The Chevy Astro Van: Where 27% of Drivers in Fatal Crashes Were Loaded
You might expect high impairment rates from Mustangs and Corvettes. You probably don’t expect them from a vehicle primarily used to haul soccer equipment and drywall. Yet the Chevrolet Astro Van posts a 27.0% impairment rate — higher than the Mustang (21.9%), the Camaro (23.0%), and every single pickup truck in the database.
The Astro isn’t alone. The Ford Windstar — the official minivan of “my kid has a travel baseball tournament” — hits 23.1%. Even the Dodge Grand Caravan, possibly the most aggressively boring vehicle ever manufactured, clocks 15.3%.
Meanwhile, at the bottom of the impairment charts, you’ll find the Subaru Ascent at 8.2% and the Toyota Land Cruiser at 8.9%. The vehicles with the soberest drivers are the ones marketed to outdoorsy types and international diplomats. The ones with the drunkest drivers are the ones you can buy for $3,000 on Facebook Marketplace at 2 AM.

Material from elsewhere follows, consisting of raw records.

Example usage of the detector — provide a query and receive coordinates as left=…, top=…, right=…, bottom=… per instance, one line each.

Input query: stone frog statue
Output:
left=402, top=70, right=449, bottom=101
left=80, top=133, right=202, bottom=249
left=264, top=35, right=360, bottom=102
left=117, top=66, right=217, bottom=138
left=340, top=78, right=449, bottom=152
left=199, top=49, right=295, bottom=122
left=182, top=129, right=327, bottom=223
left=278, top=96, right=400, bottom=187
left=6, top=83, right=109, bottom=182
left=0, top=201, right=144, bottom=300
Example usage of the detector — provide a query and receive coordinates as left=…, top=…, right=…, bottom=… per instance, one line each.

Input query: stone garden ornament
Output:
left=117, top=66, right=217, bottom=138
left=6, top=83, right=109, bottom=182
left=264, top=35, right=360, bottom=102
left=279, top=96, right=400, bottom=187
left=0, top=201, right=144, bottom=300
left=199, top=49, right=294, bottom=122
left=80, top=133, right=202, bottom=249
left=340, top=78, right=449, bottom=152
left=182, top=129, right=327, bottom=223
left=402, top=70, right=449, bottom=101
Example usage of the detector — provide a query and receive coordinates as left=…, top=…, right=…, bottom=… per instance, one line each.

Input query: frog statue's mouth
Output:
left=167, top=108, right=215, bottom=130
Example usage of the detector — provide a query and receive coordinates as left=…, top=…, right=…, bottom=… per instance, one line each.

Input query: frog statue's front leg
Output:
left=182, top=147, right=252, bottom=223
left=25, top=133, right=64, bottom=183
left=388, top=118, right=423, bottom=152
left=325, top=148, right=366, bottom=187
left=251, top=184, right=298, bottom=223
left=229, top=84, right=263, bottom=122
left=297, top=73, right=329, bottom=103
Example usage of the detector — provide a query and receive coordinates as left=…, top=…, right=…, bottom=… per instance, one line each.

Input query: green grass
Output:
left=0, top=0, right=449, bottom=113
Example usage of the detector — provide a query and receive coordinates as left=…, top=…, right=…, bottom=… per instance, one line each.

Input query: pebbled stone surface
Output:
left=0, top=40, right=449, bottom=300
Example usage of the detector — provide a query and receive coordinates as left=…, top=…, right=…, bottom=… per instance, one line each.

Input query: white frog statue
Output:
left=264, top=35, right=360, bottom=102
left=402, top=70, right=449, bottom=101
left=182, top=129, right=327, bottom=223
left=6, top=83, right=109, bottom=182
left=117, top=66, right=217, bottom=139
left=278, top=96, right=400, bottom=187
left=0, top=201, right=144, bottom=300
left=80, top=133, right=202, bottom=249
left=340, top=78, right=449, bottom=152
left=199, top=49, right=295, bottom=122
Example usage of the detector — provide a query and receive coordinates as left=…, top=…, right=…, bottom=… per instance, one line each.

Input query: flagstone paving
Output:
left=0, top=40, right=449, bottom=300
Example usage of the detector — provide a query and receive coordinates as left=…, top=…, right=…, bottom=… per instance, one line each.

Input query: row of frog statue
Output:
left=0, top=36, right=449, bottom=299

This tracks with a grim demographic reality: impairment in fatal crashes correlates more with vehicle age and price point than vehicle type. Cheap, old vehicles — regardless of whether they’re sports cars or minivans — attract drivers who are statistically more likely to drive impaired. The Astro Van isn’t a party car. It’s just cheap.